- Special Session 1: Intelligent Technologies for Spoken Language Learning, Assessment, and Therapy
- Jinsong Zhang
- Beijing Language and Culture University, P. R. China
- Nancy F. Chen
- Institute for Infocomm Research, Singapore
While many recent developments in deep learning has advanced spoken language technology significantly,
intelligent technologies to aid language learning, assess spoken language abilities,
and speech and hearing therapy are still in great demand.
In addition, most of such human language technology applications have been developed in English with abundant training data.
For other spoken languages with less training data, more technical challenges need to be addressed.
This special session attempts to provide an opportunity for researchers to discuss such issues.
- Special Session 2: Advanced Computational Modeling to Improve Human and Machine Communication
- Hung-yi Lee
- Department of Electrical Engineering of National Taiwan University, Taiwan
- Ying-Hui Lai
- Department of Biomedical Engineering, National Yang-Ming University, Taiwan
- Yu Tsao
- Research Center for Information Technology Innovation (CITI) at Academia Sinica, Taiwan
- Fei Chen
- Department of Electrical and Electronic Engineering, Southern University of Science and Technology, Shenzhen, China
Human and machine communication can be conveyed via multiple modalities, such as audio, speech, text, body language (e.g., facial expressions or gestures), and tactile signals.
In real-world scenarios, the performance of such interactions might be degraded due to physical limitations caused by humans or the surrounding environment.

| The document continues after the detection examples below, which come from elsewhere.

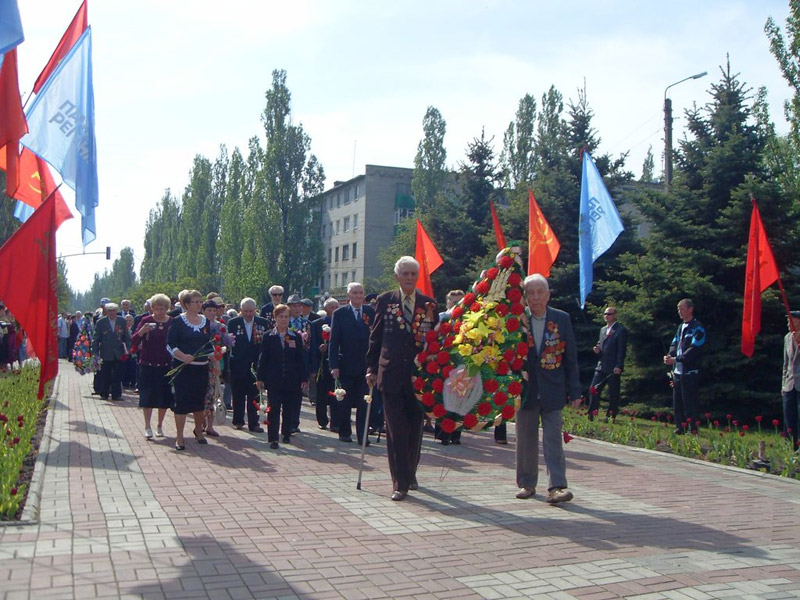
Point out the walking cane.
[356,386,372,490]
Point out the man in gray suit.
[517,273,581,504]
[589,306,628,423]
[781,310,800,448]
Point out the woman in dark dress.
[167,290,213,450]
[133,294,174,440]
[256,304,308,449]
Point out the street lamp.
[664,71,708,192]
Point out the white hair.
[522,273,550,291]
[394,256,419,275]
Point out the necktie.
[403,296,414,323]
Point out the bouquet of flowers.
[414,247,528,433]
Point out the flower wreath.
[414,247,528,433]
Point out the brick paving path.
[0,361,800,600]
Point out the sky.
[18,0,791,291]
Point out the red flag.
[0,194,71,399]
[489,200,506,250]
[0,48,28,196]
[33,0,89,94]
[742,200,778,356]
[414,219,444,298]
[528,190,561,277]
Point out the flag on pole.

Identifying effective ways to improve such communication under undersirable conditions is an important research topic.
In the past, many algorithms have been developed while the issue has not been perfectly addressed.
This special session aims to invite submissions that discuss novel techniques,
which are derived based on advanced signal processing, deep learning algorithms, reinforcement learning, generative adversarial networks,
and brain- and cognition-inspired computing, to improve the human-human and human-machine communication.